The Emerald Mile: The Epic Story of the Fastest Ride in History Through the Heart of the Grand Canyon (Paperback)
— Mark L. is one of our stellar Highlands Ranch bookmen.
"The Emerald Mile
by Kevin Fedarko is a remarkable book that evokes an adventure so well
that the reader can become immersed in its places and events. Set in the
Grand Canyon and centered around an attempt to run the Colorado river
in a wooden boat for the fastest time ever, Fedarko tells far more than
just this event and shows us an unsuspected world, from the history of
the canyon, its first discovery by conquistadors, John Wesley Powell's
exploration, the projects to dam the river, the environmental movement
backlash, and the development of the subculture of river runners and the
tourism that supports them. All these tributaries of narrative make the
central tale far richer and nuanced than a simple adventure story, and
more enjoyable.Spring thaw in 1983 brought more water, faster
than at any time since the dams were constructed and we see the
struggles of both the National Park Service and the Bureau of
Reclamation as they try to manage the potentially deadly and destructive
effects of the unprecedented runoff. The park service is caught between
preventing fatalities and not depriving people of trips that were years
in the planning, and the bureau has to manage releasing the water so as
to minimize the damage to and avoid failure of critical components of
the Glenn Canyon dam. The drama in the competing aims, contrasting
points of view, and the clashes of legitimate authority with traditional
freedoms is as turbulent as the river.This book is a perfect choice for anyone who loved Into Thin Air and should find a place for itself as a classic in outdoor adventure literature." ~Mark L.
From one of "Outside" magazine's "Literary All-Stars" comes the thrilling true tale of the fastest boat ride ever, down the entire length of the Colorado River and through the Grand Canyon, during the legendary flood of 1983.
In the spring of 1983, massive flooding along the length of the Colorado River confronted a team of engineers at the Glen Canyon Dam with an unprecedented emergency that may have resulted in the most catastrophic dam failure in history. In the midst of this crisis, the decision to launch a small wooden dory named "The Emerald Mile" at the head of the Grand Canyon, just fifteen miles downstream from the Glen Canyon Dam, seemed not just odd, but downright suicidal.

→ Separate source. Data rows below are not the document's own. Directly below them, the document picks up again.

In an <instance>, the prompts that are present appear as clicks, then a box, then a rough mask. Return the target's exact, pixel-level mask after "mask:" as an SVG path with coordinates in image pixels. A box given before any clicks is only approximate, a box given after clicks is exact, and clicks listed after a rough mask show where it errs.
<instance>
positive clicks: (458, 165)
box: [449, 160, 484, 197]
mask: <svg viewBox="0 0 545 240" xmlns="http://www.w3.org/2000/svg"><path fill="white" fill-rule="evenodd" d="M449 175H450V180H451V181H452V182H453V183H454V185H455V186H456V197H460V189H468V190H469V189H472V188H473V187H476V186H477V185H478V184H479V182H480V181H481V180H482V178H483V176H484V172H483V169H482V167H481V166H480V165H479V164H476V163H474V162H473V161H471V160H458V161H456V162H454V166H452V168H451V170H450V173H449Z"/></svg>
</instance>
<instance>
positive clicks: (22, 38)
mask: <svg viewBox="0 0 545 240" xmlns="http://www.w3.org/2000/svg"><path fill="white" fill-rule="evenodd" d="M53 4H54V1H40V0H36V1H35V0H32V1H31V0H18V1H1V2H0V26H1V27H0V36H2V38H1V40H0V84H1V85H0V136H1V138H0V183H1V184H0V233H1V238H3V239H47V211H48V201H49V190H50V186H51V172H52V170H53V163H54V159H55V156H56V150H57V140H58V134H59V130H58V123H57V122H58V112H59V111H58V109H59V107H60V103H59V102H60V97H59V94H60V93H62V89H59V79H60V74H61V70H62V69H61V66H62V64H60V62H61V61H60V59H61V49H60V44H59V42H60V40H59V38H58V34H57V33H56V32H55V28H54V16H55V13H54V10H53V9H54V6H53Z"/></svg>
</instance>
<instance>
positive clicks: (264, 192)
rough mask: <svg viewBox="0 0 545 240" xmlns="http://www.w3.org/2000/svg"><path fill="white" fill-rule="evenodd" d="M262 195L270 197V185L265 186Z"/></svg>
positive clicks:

The Emerald Mile, at one time slated to be destroyed, was rescued and brought back to life by Kenton Grua, the man at the oars, who intended to use this flood as a kind of hydraulic sling-shot. The goal was to nail the all-time record for the fastest boat ever propelled--by oar, by motor, or by the grace of God himself--down the entire length of the Colorado River from Lee's Ferry to Lake Mead. Did he survive? Just barely. Now, this remarkable, epic feat unfolds here, in "The Emerald Mile."
About the Author
Kevin Fedarko lives in northern New Mexico and works as a part-time river guide in Grand Canyon National Park. In addition to his travel narratives in "Outside", where he worked as a senior editor, Fedarko's work has appeared in "Esquire, National Geographic Adventure", and other publications, and has been anthologized in "The Best American Travel Writing "in 2004 and 2006. Fedarko was a staff writer at "Time "magazine" "from 1991 to 1997, where his work helped garner an Overseas Press Club Award for a story on the assassination of Yitzhak Rabin. Fedarko earned a Masters of Philosophy in Russian history at Oxford in 1990.